Si la récente vague de chaleur en Grande-Bretagne n'a pas suffi à déclencher une crise, la reprise des discussions sur les relations du pays avec l'Europe l'a certainement été.
Les commentaires des deux principaux candidats à la direction du Parti travailliste, Wes Streeting et Andy Burnham, sur la perspective à long terme de liens plus étroits avec l'Union européenne ont provoqué une éruption familière dans la presse de droite, avec le Courrier quotidien rassemblant certains des plus ardents défenseurs du Brexit pour mettre en garde contre toute allusion à un « Brexit ».
Wes Streeting, qui a indiqué qu’il se présenterait en cas de contestation de la direction de Keir Starmer, a qualifié le Brexit d’« erreur catastrophique ».
« Cela nous a laissé moins riches, moins puissants et moins aux commandes qu'à aucun autre moment avant la révolution industrielle », a-t-il déclaré, ajoutant : « Nous avons besoin d'une nouvelle relation privilégiée avec l'UE, car l'avenir de la Grande-Bretagne réside dans l'Europe et, un jour, un jour, de retour dans l'Union européenne. »
Andy Burnham a également suggéré qu’il pourrait y avoir des arguments en faveur d’un retour à l’UE « à long terme », bien qu’il ait tenté de se distancier du conflit politique immédiat, insistant sur le fait qu’il « ne préconisait pas cela lors de cette élection partielle ».
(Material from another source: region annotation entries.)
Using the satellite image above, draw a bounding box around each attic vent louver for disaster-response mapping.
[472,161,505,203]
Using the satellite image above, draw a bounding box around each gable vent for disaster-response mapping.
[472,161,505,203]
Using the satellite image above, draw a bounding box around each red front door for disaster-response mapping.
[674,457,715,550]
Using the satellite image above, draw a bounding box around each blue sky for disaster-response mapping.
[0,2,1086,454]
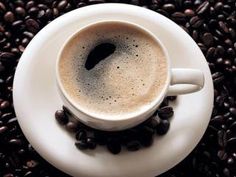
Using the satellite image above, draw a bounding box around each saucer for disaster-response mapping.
[13,4,213,177]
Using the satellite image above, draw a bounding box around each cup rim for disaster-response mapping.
[56,20,171,122]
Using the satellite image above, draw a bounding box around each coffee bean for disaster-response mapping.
[55,110,69,125]
[157,106,174,119]
[212,72,225,84]
[87,137,97,149]
[107,139,121,154]
[3,173,15,177]
[229,28,236,39]
[190,16,204,28]
[8,138,22,147]
[25,18,39,33]
[75,141,88,150]
[215,45,225,56]
[0,126,8,136]
[15,7,26,17]
[217,150,228,161]
[196,1,210,15]
[24,171,33,177]
[223,168,230,177]
[26,160,38,168]
[4,11,15,23]
[0,101,11,110]
[219,21,229,33]
[146,116,161,129]
[206,47,215,58]
[227,157,234,165]
[202,33,214,46]
[126,140,141,151]
[227,137,236,148]
[156,120,170,135]
[210,115,224,125]
[162,4,175,12]
[229,107,236,116]
[184,9,195,17]
[0,2,6,13]
[217,130,227,147]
Même si cela a suffi à déclencher l'indignation du Courrier quotidienqui a répondu avec le titre :
« Réaction suite à la « trahison » du Brexit : Lord Gove fustige Streeting et Burnham alors que Kemi dit que « les clowns travaillistes n'ont pas pu négocier avec l'UE ».
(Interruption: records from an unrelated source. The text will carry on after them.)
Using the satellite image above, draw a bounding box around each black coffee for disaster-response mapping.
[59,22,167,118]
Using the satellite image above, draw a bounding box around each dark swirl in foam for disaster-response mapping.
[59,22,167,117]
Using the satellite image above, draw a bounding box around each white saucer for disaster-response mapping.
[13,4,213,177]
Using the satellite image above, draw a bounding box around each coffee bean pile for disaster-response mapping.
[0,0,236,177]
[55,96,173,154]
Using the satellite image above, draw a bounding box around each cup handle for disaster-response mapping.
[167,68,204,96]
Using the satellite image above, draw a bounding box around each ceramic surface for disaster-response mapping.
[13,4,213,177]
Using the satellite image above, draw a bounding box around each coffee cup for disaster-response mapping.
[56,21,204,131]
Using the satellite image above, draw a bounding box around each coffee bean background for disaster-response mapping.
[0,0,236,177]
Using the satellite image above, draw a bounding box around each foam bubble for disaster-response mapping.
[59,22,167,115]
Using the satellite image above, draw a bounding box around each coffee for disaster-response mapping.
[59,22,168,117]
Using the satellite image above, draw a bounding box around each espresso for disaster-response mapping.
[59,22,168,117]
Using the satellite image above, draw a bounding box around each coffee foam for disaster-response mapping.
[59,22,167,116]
Au centre de l’article se trouvaient les commentaires de Michael Gove, l’un des principaux architectes du Brexit, qui qualifiait toute future démarche vers l’adhésion à l’UE de trahison démocratique.
Écrire dans le Mail, Lord Gove a déclaré : « La volonté de réadhésion n’est pas seulement une accélération vers une impasse économique, c’est aussi une trahison du vote démocratique dont les politiciens ont promis qu’il serait honoré et respecté.
« Après les angoisses du Parlement de 2017 à 2019, lorsque les voix de l'establishment ont tenté de renverser les instructions claires du peuple, cela ne ferait que saper davantage la conviction du peuple selon laquelle ceux qui nous gouvernent respectent nos instincts. »
Kemi Badenoch a adopté une ligne similaire, affirmant que toute tentative de renégocier les relations de la Grande-Bretagne avec l'UE serait un « désastre » pour le pays.
« Ce que nous voyons devant nous, c'est un Parti travailliste timide et fatigué, épuisé après moins de deux ans au gouvernement », a-t-elle déclaré au journal. Mailajoutant : « Est-ce que quelqu’un croit que ces clowns peuvent négocier avec l’UE ?
Elle a accusé le parti travailliste d’avoir peur des « décisions difficiles » et a averti qu’ils « donneraient du pouvoir et de l’argent », comparant les futures négociations européennes à ce qu’elle a décrit comme des accords internationaux ratés ailleurs.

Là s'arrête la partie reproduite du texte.